XHTML 1.0 Transitional parser?

@[email protected] · 4 months ago

XHTML 1.0 Transitional parser?

@gsfraley · 4 months ago

I would try another HTML 5 parser. HTML 5 is somewhat of a unification of HTML and XHTML, getting into syntax-specifics between the two with XML parsing is probably going to be an uphill battle. That said, I’m curious what the first line is, it could just be malformed entirely.

@[email protected] · 4 months ago

Thats the first line:

<!DOCTYPE html PUBLIC "-//W3C//DTD XHTML 1.0 Transitional//EN" "http://www.w3.org/TR/xhtml1/DTD/xhtml1-transitional.dtd">

I thought it was html because it everything on the web is html. But because of the first line I figured out it was xhtml which should be parsed with xml parser, but I did not know the transitional is a mix which cant be parsed with anything.

@gsfraley · 4 months ago

Hmm, doctype declarations are sort of like the markup equivalent of headers. Usually parsers read them to know what flavor to expect and then go parse the rest of the page separately. You shouldn’t have to do this, but if you chop off that first line and run it through a standard HTML parser it might work fine.

@[email protected] · edit-2 4 months ago

Thats the first thing that I tried and still failes somewhere deep in the html where I probably shouldn’t skip a line.

@[email protected] · 4 months ago

Have you tried some tag soup parser? That should work as a last resort even if the ones building a tree structure don’t.

@calcopiritus · 4 months ago

HTML is hard to parse because it allows mistakes.

I don’t know the answer to your question. But if it was me, I’d run the HTML parser until it encounters an error, manually fix the error, then try to parse again. Until it parses correctly.

@[email protected] · edit-2 4 months ago

I wish I could be more help. My advice is you need a better grade of general purpose HTML parsing library, possibly even a browser emulator, rather than a lib specifically for XHTML 1.0 transitional or a converter.
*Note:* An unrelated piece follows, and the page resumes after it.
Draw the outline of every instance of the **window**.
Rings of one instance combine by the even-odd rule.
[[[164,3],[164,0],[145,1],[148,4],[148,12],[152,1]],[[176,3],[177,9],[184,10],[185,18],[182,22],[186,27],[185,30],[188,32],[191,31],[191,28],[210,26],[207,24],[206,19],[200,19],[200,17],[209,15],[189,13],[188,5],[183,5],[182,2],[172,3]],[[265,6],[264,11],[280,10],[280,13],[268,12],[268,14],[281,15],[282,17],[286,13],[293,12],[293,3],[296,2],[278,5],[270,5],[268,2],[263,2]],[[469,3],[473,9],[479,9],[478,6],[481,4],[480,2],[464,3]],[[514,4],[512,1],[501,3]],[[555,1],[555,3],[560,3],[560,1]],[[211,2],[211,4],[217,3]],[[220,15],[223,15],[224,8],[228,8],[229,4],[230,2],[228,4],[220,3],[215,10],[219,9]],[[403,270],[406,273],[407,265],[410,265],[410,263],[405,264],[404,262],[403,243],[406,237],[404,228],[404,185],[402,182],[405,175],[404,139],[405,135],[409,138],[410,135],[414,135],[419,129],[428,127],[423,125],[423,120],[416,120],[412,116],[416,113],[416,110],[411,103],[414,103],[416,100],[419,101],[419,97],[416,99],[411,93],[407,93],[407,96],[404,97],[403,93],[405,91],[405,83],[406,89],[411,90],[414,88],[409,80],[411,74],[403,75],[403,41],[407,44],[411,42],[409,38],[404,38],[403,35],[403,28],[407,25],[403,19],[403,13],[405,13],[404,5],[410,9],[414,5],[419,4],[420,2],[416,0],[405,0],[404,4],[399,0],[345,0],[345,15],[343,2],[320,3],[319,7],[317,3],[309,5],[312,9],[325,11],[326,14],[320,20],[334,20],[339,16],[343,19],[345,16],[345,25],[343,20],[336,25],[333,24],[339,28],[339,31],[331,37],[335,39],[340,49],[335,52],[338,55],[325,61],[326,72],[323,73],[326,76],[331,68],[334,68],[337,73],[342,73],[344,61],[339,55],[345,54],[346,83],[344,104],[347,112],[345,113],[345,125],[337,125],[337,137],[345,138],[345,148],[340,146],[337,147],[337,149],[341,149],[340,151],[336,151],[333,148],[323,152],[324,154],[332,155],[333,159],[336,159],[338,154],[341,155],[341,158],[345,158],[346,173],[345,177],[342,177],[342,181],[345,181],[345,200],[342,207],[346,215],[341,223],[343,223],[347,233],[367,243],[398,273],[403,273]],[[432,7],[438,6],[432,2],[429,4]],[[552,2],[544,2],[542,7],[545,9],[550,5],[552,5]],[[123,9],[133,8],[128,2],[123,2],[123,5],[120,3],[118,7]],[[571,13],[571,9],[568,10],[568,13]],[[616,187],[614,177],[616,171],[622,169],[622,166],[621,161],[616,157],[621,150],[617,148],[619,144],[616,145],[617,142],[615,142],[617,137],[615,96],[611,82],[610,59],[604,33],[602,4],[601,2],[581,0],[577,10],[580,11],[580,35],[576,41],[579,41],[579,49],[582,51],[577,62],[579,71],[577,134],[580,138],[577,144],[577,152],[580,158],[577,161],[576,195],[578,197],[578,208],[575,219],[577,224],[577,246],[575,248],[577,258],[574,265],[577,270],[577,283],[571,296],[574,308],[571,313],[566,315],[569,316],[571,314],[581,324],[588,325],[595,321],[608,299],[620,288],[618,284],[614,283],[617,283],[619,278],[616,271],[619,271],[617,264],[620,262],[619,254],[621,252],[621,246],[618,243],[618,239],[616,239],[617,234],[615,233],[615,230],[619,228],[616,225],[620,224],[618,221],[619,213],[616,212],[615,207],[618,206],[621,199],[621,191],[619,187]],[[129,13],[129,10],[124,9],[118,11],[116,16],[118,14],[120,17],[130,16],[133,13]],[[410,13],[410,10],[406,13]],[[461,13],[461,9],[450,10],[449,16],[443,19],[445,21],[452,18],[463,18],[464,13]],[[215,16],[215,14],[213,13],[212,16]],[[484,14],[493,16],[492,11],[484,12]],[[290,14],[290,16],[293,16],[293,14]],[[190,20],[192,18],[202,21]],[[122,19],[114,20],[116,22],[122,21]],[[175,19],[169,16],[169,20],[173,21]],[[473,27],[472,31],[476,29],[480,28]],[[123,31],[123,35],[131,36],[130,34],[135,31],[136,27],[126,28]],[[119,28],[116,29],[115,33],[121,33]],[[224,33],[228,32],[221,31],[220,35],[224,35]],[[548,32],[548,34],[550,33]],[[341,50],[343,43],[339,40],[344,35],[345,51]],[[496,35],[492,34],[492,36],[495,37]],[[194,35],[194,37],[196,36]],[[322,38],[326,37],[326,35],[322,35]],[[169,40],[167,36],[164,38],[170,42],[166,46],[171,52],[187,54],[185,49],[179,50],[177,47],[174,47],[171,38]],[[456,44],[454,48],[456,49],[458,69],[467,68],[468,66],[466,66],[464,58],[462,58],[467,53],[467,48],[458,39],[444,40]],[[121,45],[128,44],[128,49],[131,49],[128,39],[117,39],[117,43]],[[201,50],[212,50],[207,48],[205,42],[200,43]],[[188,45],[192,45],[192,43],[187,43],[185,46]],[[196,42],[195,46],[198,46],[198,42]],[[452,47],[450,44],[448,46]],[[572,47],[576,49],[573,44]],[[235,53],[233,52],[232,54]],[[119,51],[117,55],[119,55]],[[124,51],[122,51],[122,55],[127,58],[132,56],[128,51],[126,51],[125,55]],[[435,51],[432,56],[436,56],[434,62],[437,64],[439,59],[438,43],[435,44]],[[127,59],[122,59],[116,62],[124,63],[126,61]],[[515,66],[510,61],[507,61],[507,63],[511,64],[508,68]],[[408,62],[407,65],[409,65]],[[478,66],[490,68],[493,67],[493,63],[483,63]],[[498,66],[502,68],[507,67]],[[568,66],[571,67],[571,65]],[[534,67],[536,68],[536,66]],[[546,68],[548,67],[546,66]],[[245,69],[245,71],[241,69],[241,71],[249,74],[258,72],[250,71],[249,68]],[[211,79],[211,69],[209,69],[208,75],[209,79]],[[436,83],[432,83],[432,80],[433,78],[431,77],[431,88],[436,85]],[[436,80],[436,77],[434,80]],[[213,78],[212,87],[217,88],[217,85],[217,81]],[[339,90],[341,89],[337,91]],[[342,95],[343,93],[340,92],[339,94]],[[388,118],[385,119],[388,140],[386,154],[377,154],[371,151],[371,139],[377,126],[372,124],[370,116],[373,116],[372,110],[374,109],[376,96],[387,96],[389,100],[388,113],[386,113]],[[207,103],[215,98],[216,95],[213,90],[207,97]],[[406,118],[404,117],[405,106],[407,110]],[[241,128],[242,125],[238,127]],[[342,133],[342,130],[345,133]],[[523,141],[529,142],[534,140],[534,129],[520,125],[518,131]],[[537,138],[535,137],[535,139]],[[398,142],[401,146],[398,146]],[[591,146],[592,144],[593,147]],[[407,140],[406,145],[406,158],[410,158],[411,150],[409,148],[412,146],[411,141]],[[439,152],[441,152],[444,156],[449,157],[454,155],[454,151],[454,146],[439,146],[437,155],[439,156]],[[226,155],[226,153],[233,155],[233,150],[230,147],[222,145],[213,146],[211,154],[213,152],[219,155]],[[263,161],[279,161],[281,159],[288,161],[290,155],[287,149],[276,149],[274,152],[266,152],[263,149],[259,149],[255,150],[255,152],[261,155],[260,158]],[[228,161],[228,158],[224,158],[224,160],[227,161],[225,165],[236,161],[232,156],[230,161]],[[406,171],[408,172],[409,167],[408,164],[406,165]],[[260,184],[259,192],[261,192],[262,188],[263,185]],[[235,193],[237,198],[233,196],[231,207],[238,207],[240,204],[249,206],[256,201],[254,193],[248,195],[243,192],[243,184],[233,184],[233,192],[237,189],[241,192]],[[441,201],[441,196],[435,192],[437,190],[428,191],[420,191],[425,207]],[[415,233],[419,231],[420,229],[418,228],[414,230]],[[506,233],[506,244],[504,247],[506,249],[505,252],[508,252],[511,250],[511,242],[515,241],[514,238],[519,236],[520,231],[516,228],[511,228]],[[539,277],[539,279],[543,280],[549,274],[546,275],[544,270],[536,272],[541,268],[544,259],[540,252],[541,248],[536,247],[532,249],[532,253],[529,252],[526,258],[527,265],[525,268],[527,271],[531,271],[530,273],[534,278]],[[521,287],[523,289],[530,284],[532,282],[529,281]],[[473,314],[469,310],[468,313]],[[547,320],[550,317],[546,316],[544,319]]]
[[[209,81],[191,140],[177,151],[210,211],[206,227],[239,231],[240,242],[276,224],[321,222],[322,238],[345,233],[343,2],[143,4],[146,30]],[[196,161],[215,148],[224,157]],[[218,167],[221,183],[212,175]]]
In my Python web automation course in college we used BeautifulSoup and I think maybe mechanize. I think either of those would probably be robust enough to do what you’re trying to do, but if it has to be Rust I’m not sure what’s out there. Otherwise you could upgrade to Selenium or something.

Or if you’re trying to do something fairly simple and you don’t need to parse the whole thing but it’s still a little too complex for plain old regular expressions, you might be able to build a simple parser with the rust pest crate, but of course I would absolutely not recommend trying to build your own full-featured XHTML parser.